RFR: JDK-8256155: os::Linux Populate all large_page_sizes, select smallest page size in reserve_memory_special_huge_tlbfs* [v16]

Thomas Stuefe stuefe at openjdk.java.net
Wed Feb 24 08:25:48 UTC 2021


On Tue, 16 Feb 2021 16:32:56 GMT, Marcus G K Williams <github.com+168222+mgkwill at openjdk.org> wrote:

>> When using LargePageSizeInBytes=1G, os::Linux::reserve_memory_special_huge_tlbfs* cannot select large pages smaller than 1G. Code heap usually uses less than 1G, so currently the code precludes code heap from using
>> Large pages in this circumstance and when os::Linux::reserve_memory_special_huge_tlbfs* is called page sizes fall back to Linux::page_size() (usually 4k).
>> 
>> This change allows the above use case by populating all large_page_sizes present in /sys/kernel/mm/hugepages in _page_sizes upon calling os::Linux::setup_large_page_size().
>> 
>> In os::Linux::reserve_memory_special_huge_tlbfs* we then select the largest large page size available in _page_sizes that is smaller than bytes being reserved.
>
> Marcus G K Williams has updated the pull request with a new target base due to a merge or a rebase. The pull request now contains 25 commits:
> 
>  - Merge branch 'master' into pull/1153
>  - kstefanj update
>    
>    Signed-off-by: Marcus G K Williams <marcus.williams at intel.com>
>  - Merge branch 'master' into update_hlp
>  - Merge branch 'master' into update_hlp
>  - Remove extraneous ' from warning
>    
>    Signed-off-by: Marcus G K Williams <marcus.williams at intel.com>
>  - Merge branch 'master' into update_hlp
>  - Merge branch 'master' into update_hlp
>  - Merge branch 'master' into update_hlp
>  - Fix os::large_page_size() in last update
>    
>    Signed-off-by: Marcus G K Williams <marcus.williams at intel.com>
>  - Ivan W. Requested Changes
>    
>    Removed os::Linux::select_large_page_size and
>    use os::page_size_for_region instead
>    
>    Removed Linux::find_large_page_size and use
>    register_large_page_sizes. Streamlined
>    Linux::setup_large_page_size
>    
>    Signed-off-by: Marcus G K Williams <marcus.williams at intel.com>
>  - ... and 15 more: https://git.openjdk.java.net/jdk/compare/f4cfd758...f2e44ac7

Hi Markus,

Many apologies for letting this cook too long, the last months have been hectic. I looked closer at the code today, at least the initialization parts, and have some suggestions and remarks. Will look at the runtime side later. A lot of my remarks will be referring to pre-existing code without me pointing it out each time, just know that I am aware that a lot of that stuff has nothing to do with your work.

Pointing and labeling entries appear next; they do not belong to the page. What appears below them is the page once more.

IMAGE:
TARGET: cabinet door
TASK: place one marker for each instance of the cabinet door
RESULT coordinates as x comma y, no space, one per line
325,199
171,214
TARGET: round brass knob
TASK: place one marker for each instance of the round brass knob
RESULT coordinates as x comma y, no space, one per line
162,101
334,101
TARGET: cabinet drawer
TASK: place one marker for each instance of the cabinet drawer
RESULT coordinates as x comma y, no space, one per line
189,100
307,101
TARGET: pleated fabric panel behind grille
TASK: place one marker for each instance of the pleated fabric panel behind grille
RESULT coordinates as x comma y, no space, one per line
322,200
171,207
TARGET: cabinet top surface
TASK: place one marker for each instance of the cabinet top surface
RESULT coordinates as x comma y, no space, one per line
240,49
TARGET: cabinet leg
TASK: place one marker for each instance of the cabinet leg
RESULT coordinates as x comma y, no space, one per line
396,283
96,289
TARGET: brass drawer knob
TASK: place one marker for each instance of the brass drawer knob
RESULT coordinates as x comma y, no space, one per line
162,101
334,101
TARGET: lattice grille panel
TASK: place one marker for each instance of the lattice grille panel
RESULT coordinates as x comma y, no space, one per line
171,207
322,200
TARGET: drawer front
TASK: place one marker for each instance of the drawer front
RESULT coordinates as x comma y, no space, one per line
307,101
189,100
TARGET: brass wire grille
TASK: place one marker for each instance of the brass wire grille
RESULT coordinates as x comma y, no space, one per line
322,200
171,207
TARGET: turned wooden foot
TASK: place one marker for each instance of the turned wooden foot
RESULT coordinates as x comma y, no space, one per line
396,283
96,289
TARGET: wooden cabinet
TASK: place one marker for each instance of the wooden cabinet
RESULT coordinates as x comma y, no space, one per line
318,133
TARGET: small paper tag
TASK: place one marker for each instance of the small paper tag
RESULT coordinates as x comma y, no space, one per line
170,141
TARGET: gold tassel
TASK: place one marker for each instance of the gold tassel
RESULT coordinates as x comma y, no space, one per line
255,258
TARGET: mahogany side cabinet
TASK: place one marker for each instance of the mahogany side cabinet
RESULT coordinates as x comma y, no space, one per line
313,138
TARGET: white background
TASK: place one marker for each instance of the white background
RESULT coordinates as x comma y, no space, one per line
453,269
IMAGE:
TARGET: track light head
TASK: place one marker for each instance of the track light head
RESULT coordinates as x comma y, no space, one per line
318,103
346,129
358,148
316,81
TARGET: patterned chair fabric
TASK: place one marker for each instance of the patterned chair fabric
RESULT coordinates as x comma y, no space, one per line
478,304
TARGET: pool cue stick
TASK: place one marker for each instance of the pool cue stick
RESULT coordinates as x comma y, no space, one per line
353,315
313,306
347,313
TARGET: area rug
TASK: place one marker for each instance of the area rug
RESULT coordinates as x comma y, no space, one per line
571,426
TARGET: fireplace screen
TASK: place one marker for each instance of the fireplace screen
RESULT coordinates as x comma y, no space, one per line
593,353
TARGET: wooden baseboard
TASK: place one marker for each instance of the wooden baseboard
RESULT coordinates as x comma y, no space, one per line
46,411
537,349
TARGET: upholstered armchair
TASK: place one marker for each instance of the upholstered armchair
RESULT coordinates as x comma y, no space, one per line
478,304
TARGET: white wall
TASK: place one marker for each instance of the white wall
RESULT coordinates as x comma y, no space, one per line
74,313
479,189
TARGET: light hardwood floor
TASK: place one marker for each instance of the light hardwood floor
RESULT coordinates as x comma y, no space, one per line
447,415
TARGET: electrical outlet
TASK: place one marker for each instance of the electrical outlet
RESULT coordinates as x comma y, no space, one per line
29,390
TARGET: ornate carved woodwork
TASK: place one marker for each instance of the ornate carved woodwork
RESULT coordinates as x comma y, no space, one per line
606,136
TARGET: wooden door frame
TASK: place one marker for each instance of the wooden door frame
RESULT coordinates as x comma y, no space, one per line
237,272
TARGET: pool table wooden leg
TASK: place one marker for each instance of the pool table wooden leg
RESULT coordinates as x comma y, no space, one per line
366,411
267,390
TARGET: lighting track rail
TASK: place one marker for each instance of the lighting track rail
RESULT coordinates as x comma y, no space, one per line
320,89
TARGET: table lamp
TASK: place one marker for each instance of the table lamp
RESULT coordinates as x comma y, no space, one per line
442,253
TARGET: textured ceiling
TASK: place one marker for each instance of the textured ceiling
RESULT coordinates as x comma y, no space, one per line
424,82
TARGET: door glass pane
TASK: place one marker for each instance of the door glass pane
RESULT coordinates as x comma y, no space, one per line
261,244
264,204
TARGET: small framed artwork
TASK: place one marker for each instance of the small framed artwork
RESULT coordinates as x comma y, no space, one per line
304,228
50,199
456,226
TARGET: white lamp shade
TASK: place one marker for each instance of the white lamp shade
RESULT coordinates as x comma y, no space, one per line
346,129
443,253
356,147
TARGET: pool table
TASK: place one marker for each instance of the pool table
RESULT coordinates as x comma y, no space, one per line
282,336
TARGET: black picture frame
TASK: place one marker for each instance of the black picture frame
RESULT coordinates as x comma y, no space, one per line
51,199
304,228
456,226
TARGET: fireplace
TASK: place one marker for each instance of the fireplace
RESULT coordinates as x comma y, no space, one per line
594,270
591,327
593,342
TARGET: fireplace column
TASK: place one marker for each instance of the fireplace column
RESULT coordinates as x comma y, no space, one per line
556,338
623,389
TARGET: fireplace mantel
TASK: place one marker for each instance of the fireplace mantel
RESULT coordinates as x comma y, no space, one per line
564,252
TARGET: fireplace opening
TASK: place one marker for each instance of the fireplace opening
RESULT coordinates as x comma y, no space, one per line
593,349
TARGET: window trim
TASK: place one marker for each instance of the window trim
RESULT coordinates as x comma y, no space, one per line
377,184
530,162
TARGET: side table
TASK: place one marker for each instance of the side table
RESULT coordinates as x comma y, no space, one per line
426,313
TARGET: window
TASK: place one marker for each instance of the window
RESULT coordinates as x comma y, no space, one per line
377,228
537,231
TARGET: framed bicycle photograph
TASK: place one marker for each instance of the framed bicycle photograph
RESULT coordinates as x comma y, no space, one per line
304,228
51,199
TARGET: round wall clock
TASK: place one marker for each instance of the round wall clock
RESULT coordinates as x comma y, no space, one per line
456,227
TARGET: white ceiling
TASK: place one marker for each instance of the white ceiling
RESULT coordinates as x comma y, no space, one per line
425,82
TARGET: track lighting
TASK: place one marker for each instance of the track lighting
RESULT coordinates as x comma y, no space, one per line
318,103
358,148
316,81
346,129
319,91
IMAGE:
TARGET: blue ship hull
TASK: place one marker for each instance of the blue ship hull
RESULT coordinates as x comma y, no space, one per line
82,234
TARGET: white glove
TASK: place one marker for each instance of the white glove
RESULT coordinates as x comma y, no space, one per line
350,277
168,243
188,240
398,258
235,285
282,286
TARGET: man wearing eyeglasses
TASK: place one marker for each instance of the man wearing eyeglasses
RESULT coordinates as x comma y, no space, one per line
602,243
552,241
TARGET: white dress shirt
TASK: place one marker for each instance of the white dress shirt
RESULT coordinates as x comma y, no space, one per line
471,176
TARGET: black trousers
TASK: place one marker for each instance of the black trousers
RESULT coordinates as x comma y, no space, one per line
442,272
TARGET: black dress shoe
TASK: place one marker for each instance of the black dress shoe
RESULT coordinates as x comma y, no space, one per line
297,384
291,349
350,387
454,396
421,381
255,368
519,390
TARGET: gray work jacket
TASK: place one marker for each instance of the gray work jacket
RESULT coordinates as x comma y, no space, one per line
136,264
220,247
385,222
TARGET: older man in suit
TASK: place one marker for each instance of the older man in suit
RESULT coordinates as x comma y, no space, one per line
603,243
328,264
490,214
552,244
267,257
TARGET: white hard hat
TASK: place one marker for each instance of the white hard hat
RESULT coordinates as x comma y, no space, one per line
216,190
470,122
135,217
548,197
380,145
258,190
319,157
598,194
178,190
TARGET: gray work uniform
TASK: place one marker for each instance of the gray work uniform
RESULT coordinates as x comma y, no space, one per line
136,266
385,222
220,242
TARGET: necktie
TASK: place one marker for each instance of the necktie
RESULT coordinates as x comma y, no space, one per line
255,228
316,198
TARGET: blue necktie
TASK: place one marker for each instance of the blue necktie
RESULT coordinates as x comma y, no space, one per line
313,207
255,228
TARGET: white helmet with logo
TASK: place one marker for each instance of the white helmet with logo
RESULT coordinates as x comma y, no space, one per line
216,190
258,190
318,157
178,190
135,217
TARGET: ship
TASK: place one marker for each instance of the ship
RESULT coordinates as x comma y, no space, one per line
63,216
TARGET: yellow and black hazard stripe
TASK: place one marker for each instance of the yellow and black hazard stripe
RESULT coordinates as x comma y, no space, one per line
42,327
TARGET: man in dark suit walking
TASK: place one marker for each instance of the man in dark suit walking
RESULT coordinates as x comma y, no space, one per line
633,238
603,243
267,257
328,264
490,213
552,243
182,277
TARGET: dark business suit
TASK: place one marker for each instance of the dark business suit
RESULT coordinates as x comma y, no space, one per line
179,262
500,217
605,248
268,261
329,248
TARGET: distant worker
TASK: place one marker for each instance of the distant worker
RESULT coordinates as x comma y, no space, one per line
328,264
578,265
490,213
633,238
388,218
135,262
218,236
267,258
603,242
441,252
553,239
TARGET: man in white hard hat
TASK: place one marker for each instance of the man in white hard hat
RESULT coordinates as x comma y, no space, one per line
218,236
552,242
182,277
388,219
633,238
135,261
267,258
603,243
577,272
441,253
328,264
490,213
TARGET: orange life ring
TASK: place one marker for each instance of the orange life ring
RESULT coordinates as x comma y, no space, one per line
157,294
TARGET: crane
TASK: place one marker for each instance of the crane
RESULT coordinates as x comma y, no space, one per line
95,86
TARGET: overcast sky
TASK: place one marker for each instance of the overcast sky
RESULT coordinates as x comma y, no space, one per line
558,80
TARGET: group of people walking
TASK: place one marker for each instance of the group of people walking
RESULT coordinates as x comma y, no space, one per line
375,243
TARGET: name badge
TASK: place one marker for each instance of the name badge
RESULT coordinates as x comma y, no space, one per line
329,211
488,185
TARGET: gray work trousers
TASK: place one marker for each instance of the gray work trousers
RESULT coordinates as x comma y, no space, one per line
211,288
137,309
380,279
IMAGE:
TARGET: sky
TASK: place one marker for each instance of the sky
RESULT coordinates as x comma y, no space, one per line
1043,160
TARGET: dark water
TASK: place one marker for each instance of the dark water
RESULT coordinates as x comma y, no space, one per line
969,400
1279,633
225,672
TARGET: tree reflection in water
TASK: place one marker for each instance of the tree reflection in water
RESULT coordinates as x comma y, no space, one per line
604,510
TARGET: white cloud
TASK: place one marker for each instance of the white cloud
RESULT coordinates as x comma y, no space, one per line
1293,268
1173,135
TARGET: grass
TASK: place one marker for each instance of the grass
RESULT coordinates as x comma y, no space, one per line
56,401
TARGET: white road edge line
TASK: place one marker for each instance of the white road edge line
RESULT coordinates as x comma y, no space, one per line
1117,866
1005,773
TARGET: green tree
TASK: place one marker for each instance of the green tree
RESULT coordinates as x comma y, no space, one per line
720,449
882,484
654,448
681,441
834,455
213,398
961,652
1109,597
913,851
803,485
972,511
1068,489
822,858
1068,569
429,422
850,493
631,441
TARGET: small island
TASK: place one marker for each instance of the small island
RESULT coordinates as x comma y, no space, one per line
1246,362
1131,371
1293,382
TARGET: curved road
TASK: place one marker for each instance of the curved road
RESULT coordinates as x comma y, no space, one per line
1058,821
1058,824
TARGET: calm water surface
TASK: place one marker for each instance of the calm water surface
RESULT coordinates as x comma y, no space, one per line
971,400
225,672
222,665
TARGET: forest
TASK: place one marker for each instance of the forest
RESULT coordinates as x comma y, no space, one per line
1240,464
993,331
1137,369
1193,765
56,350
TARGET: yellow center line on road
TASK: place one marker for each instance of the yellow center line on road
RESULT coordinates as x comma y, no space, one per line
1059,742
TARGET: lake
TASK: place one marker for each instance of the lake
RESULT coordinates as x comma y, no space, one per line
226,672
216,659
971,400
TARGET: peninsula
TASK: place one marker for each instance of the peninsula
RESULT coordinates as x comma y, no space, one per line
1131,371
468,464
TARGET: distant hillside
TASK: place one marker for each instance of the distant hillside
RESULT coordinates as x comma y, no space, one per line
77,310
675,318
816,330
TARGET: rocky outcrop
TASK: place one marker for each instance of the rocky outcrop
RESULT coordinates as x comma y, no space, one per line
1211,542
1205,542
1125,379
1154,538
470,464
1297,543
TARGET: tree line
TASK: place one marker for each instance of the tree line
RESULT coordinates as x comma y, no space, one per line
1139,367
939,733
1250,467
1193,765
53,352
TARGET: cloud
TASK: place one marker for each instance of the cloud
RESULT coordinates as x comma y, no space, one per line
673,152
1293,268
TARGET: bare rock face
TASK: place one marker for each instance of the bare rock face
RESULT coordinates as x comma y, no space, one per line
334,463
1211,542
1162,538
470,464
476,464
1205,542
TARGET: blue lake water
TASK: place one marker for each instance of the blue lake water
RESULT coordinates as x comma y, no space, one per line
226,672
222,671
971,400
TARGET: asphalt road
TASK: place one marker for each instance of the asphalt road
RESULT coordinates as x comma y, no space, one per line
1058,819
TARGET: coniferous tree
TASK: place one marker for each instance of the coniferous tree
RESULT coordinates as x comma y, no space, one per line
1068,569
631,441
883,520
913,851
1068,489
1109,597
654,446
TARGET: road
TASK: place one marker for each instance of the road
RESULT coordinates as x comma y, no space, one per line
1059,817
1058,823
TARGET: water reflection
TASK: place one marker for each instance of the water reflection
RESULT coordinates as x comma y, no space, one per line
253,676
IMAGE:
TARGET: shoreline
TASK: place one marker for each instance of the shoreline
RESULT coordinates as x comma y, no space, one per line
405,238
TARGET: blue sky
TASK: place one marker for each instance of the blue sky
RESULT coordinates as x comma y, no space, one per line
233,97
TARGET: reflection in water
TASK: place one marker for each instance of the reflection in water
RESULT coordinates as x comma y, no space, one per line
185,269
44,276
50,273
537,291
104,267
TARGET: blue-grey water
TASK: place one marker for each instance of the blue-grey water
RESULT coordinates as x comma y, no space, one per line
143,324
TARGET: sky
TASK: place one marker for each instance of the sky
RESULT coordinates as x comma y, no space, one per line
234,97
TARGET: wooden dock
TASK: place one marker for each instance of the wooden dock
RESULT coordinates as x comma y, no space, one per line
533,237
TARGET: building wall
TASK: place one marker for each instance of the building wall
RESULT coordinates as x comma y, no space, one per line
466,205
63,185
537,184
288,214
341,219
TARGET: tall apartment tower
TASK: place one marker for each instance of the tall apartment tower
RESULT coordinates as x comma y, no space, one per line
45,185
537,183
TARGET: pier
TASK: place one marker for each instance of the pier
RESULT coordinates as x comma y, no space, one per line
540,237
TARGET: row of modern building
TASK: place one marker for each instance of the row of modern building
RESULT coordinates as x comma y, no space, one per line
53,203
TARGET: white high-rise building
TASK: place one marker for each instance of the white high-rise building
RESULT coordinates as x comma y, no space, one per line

I propose some simplifications and streamlining with initialization. Main point would be to clearly separate getting information from the OS from post-processing (consistency checks and decisions), in addition to a bit clearer naming.

---

We have `find_default_large_page_size()` and `register_large_page_sizes()`. The names could be a bit clearer, and I do not think they should be known outside of this file, so I would propose to redefine them to be local convenience functions which just scan the proc fs and do not change outside state, just return values, like this:

- `static size_t scan_default_large_page_size();`
- `static os::PageSizes scan_multiple_page_support();`

(naming is lent from vm/hugetlbpage.txt)

---

Today, in `find_default_large_page_size()`, if we have no default huge page configured, currently we return a hard coded default:

https://github.com/openjdk/jdk/blob/f2e44ac726bad2e7db1ec9f5e77703a99ccfb683/src/hotspot/os/linux/os_linux.cpp#L3627-L3636

I am not sure this makes sense. The kernel documentation states that if this entry does not exist, we cannot use huge pages. I would consider removing this and just return 0 in that case.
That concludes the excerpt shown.